The Rules require "an account [to] be taken" of what the parties owe to each other. This involves an analysis of the parties' "mutual dealings" and a set-off of the different sums due in each direction to arrive at a single balance owing one way or another upon liquidation.
This "pound-for-pound", mandatory, insolvency set-off prevents the hardship of a debtor who is also a creditor being forced to pay out its debt in full, when it will only receive a dividend for the debt it is owed as a result of ranking "pari passu" with the ordinary creditors.
The money claims between Lonsdale and Bresco fell within the definition of "mutual dealings" under the Rules. Once their mutual dealings were replaced with a single debt, Bresco could not then seek to enforce any claims under the construction contract separately. Under the Rules, the taking of the account was the only remaining dispute and the adjudicator's jurisdiction under the Construction Act fell away.
The Construction Act does not and was never intended to give adjudicators the power to resolve disputes in the taking of the account required by the Rules. In effect, on liquidation, the need to keep cash flowing under the Construction Act gives way to creditors' rights.
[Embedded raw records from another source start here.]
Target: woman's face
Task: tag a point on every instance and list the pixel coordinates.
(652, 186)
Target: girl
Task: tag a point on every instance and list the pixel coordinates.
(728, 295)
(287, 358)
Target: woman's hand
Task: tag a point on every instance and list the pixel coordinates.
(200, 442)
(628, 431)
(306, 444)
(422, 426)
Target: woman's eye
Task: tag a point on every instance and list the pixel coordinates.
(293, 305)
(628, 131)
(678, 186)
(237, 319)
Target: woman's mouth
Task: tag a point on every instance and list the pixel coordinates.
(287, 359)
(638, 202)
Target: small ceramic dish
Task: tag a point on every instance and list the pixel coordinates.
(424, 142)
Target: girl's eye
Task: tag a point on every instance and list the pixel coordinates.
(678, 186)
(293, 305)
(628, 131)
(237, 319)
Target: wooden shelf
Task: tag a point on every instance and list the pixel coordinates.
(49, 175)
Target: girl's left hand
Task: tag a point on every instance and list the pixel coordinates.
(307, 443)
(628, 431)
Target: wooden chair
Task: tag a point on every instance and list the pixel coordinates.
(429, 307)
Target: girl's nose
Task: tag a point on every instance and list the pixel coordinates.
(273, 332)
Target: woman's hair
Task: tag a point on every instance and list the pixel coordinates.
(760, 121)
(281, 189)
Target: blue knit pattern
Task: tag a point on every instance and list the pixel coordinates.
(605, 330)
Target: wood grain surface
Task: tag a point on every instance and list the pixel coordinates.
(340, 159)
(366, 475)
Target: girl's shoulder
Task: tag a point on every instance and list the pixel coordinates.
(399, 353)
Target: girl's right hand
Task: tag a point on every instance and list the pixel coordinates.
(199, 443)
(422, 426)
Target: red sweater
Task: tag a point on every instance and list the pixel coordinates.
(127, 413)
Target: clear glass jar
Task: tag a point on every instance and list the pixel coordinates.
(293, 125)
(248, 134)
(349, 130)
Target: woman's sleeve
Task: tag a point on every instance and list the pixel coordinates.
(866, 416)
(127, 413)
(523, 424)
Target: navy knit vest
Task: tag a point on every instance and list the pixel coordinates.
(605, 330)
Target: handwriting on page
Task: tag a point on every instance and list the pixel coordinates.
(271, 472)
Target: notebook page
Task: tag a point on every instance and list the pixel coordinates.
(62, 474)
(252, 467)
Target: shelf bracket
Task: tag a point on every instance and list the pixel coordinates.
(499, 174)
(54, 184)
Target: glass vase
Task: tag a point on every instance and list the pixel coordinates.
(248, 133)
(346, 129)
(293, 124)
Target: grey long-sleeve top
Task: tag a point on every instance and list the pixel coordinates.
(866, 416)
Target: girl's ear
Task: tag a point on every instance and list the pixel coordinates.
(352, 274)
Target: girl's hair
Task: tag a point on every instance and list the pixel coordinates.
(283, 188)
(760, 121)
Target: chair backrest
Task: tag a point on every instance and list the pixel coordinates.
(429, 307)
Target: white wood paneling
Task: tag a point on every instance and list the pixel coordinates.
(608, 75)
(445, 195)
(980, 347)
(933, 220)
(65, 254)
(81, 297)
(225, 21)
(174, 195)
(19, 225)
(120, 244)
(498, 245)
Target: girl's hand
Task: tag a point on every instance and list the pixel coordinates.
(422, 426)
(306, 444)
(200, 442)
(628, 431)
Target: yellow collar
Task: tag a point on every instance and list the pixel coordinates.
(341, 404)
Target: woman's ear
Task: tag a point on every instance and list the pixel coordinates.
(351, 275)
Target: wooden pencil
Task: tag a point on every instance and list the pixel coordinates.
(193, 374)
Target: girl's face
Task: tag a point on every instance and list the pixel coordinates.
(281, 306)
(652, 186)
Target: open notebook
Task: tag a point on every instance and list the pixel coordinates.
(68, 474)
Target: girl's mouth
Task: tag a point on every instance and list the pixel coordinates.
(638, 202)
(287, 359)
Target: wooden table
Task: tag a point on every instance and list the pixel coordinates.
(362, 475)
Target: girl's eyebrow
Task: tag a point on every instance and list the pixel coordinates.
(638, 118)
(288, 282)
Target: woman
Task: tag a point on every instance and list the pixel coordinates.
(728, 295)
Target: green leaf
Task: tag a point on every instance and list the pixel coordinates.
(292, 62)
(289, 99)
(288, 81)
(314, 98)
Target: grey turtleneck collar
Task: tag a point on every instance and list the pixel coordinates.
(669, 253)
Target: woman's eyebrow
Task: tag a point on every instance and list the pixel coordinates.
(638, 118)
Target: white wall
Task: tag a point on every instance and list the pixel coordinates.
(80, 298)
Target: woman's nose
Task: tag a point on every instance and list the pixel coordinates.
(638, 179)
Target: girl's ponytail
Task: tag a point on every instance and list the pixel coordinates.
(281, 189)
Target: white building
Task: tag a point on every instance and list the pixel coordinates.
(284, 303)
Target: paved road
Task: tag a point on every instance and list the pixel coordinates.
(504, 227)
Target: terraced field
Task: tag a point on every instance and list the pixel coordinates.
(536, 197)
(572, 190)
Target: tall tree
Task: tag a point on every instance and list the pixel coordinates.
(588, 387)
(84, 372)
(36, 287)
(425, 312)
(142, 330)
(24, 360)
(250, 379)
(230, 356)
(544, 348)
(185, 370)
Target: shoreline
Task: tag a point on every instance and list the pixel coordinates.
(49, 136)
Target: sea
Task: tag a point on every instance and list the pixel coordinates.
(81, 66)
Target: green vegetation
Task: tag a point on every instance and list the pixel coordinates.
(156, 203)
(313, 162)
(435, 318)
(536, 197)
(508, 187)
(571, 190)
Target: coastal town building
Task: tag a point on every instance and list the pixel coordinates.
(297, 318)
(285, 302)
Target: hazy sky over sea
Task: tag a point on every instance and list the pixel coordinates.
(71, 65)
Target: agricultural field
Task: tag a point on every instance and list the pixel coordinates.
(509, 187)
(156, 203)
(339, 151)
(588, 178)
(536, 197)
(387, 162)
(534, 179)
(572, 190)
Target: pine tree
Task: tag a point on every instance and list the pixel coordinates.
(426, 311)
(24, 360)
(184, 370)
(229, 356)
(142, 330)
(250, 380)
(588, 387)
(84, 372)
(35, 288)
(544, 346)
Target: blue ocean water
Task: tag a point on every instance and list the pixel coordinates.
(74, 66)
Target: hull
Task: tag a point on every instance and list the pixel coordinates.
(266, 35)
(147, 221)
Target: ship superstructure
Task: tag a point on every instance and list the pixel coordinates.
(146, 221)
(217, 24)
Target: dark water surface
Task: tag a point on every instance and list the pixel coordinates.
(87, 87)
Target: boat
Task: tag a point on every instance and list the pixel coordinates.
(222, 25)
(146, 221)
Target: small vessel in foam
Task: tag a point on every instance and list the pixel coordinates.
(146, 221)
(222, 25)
What about the right to adjudicate?
Not surprisingly Bresco argued that an order to stop an adjudication contravened the right of parties to a construction contract to adjudicate "at any time". Dismissing this argument, Fraser J was clear that the right to adjudicate relates to disputes arising "under the contract". Upon liquidation, the only claim that can exist is the single dispute arrived at after the taking of account – and that arises in the liquidation not under the construction contract.
Where does this leave liquidators trying to sort out the account?
Lonsdale, which follows the decision in Enterprise Managed Services Ltd v Tony McFadden Utilities Ltd (2009), leads us to the following conclusions:
- the courts can grant an injunction in an ongoing adjudication but such intervention will be rare;
- a company in liquidation cannot refer disputes involving financial claims to adjudication. This could result in multiple adjudications and an inappropriate, "slice-by-slice approach" to the taking of account which the Rules did not envisage;
- the judgment ends liquidators' relatively common practice of referring financial disputes to adjudication (and adjudicators' acceptance of referrals). In Fraser J's view, these practices had little bearing on the correct analysis of the relevant law by the court. Future such adjudication referrals will not, therefore, be the best use of available funds;
- liquidators might still use adjudication to determine non-financial construction contract claims but the scope of this option is debatable and will likely be tested further in the courts; and
- liquidators might now question the practice of assigning claims to third parties at a discount for them to handle such claims in adjudication.
*Construction Act: adjudication as defined by the Housing Grants, Construction and Regeneration Act 1996 as amended.